The apparent knockout blow for monotheism—the passages where God says "I am the LORD, and there is no other"—turns out to be doing something subtler than it appears.
Nathan McDonald of Cambridge has argued, in a close reading McClellan cites, that the "I am and there is none besides me" formula is consistently the language of exclusive relationship, not ontological singularity. When Babylon is condemned in Isaiah 47 for saying "I am and there is none besides me," Babylon is not making a metaphysical claim about the non-existence of other nations. It is making a territorial claim about its own supremacy—and being condemned for the arrogance of it. The formula is the same one God uses. The referent is different; the rhetorical function is the same.

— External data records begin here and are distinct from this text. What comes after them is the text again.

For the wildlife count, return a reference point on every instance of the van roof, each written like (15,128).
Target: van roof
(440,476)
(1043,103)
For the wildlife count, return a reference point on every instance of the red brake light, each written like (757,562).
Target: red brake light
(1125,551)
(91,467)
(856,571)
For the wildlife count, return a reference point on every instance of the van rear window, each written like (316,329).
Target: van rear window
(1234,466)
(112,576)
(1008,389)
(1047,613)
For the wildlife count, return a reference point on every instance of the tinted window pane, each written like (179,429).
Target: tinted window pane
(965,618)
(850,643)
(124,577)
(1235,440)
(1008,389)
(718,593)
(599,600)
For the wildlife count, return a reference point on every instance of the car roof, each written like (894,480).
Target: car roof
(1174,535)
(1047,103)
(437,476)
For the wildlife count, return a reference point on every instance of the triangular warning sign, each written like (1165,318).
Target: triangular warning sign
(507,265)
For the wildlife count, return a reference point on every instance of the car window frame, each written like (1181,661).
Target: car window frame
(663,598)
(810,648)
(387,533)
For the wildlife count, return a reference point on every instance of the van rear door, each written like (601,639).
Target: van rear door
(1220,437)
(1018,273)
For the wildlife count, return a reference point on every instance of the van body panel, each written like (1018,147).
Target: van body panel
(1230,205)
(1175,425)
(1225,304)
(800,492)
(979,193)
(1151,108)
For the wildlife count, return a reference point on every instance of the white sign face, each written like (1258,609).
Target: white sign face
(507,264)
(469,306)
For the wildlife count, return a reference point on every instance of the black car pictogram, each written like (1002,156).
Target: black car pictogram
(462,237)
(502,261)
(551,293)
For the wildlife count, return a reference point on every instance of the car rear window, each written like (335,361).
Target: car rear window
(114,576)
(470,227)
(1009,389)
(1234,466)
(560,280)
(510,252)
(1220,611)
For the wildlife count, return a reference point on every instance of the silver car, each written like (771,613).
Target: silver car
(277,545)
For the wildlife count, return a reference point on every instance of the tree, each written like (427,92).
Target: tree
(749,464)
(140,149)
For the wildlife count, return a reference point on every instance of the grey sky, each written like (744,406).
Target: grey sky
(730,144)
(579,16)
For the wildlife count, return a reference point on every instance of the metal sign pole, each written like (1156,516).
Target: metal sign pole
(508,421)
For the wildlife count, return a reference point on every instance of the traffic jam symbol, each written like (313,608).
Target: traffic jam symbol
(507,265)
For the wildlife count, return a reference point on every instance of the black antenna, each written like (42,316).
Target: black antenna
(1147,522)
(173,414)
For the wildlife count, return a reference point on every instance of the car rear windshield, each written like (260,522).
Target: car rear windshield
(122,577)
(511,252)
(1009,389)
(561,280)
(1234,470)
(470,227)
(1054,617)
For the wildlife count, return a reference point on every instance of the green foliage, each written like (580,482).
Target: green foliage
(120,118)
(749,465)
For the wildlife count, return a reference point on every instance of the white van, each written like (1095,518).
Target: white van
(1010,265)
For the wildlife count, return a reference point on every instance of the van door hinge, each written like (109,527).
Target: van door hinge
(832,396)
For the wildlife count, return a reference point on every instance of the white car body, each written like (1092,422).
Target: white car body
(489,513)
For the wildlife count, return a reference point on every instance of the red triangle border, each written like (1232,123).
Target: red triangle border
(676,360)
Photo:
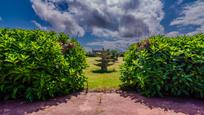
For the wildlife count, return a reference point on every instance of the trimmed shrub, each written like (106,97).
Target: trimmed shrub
(163,66)
(37,65)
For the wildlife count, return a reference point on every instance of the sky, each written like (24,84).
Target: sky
(111,24)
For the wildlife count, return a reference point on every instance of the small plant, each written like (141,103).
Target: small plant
(37,65)
(105,61)
(163,66)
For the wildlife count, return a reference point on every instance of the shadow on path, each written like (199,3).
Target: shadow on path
(20,107)
(177,104)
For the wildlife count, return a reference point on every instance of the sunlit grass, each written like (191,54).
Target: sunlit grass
(102,81)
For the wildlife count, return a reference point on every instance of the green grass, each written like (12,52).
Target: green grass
(102,81)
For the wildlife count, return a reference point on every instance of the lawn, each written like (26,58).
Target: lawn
(102,81)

The Song of Solomon makes this explicit. When the lover sings "my dove, my perfect one, is the only one," he is surrounded by "sixty queens and eighty concubines" who are also very much real and present in the verse. The claim is about primacy and fidelity. Ed Sheeran has performed "You Are The Only One" to stadium audiences of 90,000. He is not confused about demographics. He is making a point about priority.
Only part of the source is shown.